Playwright: Lanford Wilson
At: Steep Theatre Company, 3902 N. Sheridan Road
Phone: ( 312 ) 458-0722;
Runs through: July 23
BY MARY SHEN BARNIDGE
You don't have to be posing for a photograph to snigger at the word 'cheese', but the livelihood of Dublin, Missouri—a community not unlike author Lanford Wilson's own place of birth—rests on curds and whey. And Wilson apparently doesn't like how that one-industry economy affects its citizens in 2000 any more than he did in 1966 when he excoriated provincial hypocrisy in The Rimers of Eldritch.
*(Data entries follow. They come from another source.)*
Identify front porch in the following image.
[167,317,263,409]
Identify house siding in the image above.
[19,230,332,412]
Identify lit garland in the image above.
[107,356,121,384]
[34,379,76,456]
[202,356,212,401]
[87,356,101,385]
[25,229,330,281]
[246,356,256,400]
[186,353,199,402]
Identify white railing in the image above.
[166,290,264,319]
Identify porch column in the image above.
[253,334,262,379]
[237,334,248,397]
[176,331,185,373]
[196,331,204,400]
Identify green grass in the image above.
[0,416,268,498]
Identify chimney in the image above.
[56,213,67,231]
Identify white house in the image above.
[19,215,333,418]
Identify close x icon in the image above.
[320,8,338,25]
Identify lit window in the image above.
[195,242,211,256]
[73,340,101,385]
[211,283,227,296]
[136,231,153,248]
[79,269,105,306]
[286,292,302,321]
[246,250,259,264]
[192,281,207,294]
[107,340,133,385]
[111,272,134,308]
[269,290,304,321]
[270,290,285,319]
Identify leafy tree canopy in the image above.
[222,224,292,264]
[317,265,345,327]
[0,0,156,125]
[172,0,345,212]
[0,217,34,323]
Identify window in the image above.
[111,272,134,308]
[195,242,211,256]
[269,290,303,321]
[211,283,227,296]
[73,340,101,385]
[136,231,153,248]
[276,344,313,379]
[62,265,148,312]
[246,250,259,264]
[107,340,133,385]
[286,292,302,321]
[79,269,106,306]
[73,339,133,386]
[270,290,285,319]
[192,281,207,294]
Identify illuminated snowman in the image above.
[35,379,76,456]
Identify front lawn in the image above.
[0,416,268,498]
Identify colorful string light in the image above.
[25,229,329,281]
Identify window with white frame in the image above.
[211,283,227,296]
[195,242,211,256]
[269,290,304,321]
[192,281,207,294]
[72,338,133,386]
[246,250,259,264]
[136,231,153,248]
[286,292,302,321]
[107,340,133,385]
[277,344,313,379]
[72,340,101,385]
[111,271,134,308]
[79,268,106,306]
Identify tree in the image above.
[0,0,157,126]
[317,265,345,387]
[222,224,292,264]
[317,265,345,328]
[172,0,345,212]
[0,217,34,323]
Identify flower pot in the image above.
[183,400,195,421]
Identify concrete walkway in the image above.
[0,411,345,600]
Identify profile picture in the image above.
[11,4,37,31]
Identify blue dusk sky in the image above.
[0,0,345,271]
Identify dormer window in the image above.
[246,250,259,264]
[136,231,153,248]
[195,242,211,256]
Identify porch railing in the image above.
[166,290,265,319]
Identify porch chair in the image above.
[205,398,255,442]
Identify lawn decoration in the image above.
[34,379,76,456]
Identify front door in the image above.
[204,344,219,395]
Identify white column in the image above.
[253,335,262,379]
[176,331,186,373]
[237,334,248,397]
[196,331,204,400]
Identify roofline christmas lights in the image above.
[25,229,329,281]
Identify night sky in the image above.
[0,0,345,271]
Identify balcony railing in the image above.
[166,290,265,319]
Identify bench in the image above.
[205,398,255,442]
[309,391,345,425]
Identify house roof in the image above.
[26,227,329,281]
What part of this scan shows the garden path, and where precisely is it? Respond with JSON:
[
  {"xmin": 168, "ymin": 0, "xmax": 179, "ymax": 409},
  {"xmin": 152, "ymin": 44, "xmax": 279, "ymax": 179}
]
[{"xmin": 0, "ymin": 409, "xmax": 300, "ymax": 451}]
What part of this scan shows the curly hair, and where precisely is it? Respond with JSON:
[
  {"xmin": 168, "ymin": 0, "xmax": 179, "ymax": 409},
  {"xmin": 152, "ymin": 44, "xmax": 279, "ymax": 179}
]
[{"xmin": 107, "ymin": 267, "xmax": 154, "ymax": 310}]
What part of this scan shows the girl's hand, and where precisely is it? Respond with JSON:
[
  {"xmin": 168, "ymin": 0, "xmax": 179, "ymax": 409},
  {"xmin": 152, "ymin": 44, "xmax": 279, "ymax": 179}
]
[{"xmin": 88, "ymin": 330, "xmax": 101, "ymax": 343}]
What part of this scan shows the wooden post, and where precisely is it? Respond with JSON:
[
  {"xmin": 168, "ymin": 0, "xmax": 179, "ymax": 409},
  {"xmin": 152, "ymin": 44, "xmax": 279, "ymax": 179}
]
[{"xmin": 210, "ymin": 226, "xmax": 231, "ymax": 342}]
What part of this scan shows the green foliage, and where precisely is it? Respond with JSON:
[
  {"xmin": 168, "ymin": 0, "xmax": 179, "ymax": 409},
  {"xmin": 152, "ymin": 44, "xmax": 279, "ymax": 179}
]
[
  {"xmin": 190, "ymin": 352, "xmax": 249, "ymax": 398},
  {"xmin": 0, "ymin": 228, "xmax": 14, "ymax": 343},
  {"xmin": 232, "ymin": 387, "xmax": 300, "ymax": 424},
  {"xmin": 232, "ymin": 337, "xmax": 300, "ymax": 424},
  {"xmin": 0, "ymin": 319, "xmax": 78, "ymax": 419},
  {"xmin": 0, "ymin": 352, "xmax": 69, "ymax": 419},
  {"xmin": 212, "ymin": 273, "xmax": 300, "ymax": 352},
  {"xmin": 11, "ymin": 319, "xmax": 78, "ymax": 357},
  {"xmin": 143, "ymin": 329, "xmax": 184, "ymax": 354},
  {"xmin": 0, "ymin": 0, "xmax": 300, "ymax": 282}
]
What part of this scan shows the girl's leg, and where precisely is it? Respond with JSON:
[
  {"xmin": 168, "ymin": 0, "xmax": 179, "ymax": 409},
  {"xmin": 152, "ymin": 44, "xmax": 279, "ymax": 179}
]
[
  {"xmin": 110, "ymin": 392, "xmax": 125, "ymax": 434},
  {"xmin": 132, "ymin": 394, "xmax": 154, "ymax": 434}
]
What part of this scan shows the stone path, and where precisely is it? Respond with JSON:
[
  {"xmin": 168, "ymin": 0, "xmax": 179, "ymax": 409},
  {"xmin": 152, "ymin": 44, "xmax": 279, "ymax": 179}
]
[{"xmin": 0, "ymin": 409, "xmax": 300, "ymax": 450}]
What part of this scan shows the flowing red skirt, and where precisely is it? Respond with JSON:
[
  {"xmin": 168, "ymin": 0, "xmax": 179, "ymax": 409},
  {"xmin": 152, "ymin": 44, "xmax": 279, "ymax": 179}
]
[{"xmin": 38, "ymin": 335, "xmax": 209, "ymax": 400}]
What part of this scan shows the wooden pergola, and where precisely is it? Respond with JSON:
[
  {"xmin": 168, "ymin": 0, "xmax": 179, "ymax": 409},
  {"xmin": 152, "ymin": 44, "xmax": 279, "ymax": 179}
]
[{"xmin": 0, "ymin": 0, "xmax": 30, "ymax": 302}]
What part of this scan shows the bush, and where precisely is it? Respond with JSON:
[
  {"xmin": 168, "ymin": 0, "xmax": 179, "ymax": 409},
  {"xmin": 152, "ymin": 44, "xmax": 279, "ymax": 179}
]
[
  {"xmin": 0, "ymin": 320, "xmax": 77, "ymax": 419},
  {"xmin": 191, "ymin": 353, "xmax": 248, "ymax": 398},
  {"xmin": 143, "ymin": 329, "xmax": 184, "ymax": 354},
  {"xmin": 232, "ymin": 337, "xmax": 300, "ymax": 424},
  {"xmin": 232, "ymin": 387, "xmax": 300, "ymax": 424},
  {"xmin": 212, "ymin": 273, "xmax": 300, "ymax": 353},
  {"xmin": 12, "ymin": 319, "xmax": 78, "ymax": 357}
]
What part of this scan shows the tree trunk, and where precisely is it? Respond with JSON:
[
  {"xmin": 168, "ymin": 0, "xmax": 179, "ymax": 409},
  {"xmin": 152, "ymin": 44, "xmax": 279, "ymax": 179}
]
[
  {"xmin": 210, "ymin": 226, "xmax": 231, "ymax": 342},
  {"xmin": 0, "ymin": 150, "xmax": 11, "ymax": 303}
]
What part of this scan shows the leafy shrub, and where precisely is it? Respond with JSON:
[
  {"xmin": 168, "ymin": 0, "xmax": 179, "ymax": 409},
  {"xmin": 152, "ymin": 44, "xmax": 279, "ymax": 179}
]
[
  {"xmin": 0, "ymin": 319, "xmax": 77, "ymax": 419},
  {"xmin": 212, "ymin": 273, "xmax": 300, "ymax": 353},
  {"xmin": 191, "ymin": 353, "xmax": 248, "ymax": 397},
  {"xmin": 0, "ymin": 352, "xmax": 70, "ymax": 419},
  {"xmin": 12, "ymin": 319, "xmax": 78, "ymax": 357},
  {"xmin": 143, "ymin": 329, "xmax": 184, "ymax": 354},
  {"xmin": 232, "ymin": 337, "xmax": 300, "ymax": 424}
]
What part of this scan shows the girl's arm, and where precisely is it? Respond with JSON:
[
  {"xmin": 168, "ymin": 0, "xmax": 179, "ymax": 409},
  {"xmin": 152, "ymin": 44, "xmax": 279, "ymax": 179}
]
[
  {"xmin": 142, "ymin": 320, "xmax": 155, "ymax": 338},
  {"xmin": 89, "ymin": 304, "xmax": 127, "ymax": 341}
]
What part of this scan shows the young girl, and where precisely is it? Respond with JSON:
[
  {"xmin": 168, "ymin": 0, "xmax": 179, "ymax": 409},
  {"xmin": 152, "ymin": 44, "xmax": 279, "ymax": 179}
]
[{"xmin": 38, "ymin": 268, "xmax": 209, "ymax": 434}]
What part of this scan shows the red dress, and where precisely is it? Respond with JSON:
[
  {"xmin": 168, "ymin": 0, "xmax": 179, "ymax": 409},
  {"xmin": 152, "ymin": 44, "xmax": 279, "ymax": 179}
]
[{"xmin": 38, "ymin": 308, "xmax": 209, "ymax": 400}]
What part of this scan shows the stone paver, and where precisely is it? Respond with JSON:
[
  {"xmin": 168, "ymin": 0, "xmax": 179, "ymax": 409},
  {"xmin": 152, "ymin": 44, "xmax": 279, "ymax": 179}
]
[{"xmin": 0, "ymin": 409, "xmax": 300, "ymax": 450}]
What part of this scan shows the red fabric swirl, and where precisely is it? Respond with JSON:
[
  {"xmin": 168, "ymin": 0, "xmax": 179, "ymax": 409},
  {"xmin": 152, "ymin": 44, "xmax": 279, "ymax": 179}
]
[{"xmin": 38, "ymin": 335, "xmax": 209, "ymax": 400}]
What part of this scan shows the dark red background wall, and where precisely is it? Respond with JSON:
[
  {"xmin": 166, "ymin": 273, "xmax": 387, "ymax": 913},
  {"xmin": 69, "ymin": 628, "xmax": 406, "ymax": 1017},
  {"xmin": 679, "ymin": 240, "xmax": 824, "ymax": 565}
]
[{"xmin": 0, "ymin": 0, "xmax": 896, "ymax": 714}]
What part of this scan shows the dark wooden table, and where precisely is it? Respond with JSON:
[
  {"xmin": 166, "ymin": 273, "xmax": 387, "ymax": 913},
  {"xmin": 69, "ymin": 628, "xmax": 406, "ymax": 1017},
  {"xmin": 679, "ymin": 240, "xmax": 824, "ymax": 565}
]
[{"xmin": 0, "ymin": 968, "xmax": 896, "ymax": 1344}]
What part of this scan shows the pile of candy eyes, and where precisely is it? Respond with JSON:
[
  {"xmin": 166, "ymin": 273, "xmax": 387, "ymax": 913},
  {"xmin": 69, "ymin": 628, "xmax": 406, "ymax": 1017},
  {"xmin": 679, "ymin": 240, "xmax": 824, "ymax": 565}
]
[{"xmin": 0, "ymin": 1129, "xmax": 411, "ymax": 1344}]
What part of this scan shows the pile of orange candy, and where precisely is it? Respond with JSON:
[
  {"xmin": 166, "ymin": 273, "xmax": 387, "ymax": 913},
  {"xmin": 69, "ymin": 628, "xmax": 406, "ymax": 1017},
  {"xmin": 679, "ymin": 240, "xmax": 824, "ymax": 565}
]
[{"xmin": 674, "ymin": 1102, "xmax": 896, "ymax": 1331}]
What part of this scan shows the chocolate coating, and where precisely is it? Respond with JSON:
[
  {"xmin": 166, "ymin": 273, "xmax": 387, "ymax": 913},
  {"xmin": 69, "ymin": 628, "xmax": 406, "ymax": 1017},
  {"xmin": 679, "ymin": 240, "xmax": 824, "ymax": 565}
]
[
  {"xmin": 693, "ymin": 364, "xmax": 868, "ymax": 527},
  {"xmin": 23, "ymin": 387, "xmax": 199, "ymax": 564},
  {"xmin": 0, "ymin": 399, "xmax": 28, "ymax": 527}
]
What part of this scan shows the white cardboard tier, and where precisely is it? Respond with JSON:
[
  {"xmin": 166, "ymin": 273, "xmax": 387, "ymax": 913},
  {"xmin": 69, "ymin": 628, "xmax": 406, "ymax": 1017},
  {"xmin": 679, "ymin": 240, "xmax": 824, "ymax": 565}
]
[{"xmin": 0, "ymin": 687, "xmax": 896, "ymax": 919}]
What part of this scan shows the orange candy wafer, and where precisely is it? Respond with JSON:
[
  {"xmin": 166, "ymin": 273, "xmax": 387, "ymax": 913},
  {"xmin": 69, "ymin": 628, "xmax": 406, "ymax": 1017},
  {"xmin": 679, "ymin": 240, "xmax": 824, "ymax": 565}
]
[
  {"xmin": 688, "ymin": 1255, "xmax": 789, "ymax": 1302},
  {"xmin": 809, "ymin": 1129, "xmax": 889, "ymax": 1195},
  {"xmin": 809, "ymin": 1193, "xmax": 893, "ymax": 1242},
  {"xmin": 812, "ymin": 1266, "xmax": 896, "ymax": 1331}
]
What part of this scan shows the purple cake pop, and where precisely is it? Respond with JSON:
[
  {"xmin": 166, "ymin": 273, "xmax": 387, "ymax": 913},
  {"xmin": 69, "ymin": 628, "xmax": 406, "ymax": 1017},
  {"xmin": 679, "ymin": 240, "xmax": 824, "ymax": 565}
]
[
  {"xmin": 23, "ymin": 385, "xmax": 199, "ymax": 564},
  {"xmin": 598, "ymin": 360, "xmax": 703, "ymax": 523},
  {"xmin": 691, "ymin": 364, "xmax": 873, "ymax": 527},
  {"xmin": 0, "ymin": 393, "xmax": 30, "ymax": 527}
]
As in that early play, Book Of Days' story centers around a crime—in this case, the death of the local factory-owner in an accident that arouses the suspicions of a clerk in his employ. There is no shortage of people who would profit by the boss's murder: the victim's son wants to run for the senate, the plant manager wants to rescue the business from Evil Faceless Conglomerates—oh, and the clerk herself just happens to be playing the lead role in a community theatre production of Shaw's Saint Joan. As the various parties make their contributions to the pursuit—or suppression—of the truth, Wilson's rancor toward his corrupt peers is tempered by his nostalgia for a time when—what? Humble folks were less concerned with getting ahead? Or just not in such a hurry to do so?
If our narrative's only noteworthy news is that small towns and small minds haven't changed in three decades, its structure as a detective procedural makes the telling interesting, anyway. And under Brad Akin's direction, this Steep Theatre production delivers a remarkably clean and coherent interpretation of Wilson's diatribe, its intimate space and diverse personnel keeping us always cognizant of who's who and who did what and when—no easy task with a cast of twelve potential liars. Led by Krista Forster's forthright performance as the amateur sleuth, the ensemble invokes personalities always distinctive but never cartoonish ( sometimes despite the angry playwright's propensity to stereotype ) .
Steep Theatre has forged a record over the five years of its existence for tidily-crafted productions of both new and classic American plays. Book Of Days demonstrates the high standards earning this storefront company in the burgeoning North Lakeview theater district ( ten playhouses within a six-block circumference ) its reputation.